On Jan 18, 2011, at 5:16 PM, Bruce Momjian wrote:

> A.M. wrote:
>> 
>> On Jan 18, 2011, at 3:55 PM, Bruce Momjian wrote:
>> 
>>> I have modified test_fsync to use test labels that match wal_sync_method
>>> values, and and added more tests for open_sync with different sizes. 
>>> This should make the program easier for novices to understand.  Here is
>>> a test run for Ubuntu 11.04:
>>> 
>>>     $ ./test_fsync
>>>     2000 operations per test
>>>     
>>>     Compare file sync methods using one 8k write:
>>>     (in wal_sync_method preference order, except fdatasync
>>>     is Linux's default)
>>>             open_datasync (non-direct I/O)*    85.127 ops/sec
>>>             open_datasync (direct I/O)         87.119 ops/sec
>>>             fdatasync                          81.006 ops/sec
>>>             fsync                              82.621 ops/sec
>>>             fsync_writethrough                            n/a
>>>             open_sync (non-direct I/O)*        84.412 ops/sec
>>>             open_sync (direct I/O)             91.006 ops/sec
>>>     * This non-direct I/O mode is not used by Postgres.
>> 
>> I am curious how this is targeted at novices.

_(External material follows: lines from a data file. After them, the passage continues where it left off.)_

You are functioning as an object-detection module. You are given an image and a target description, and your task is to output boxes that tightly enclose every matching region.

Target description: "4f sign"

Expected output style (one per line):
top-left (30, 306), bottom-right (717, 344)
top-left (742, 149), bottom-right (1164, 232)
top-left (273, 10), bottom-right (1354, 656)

A naive user might enable
>> the "fastest" option which could be exactly wrong. For this to be useful
>> to novices, I suspect the tool will need to generate platform-specific
>> suggestions, no?
> 
> Uh, why isn't the fastest option right for them?  It is hardware/kernel
> specific when you run it --- how could it be better?

Because the fastest option may not be syncing to disk. For example, the only 
option that makes sense on OS X is fsync_writethrough- it would be helpful if 
the tool pointed that out (on OS X only, obviously).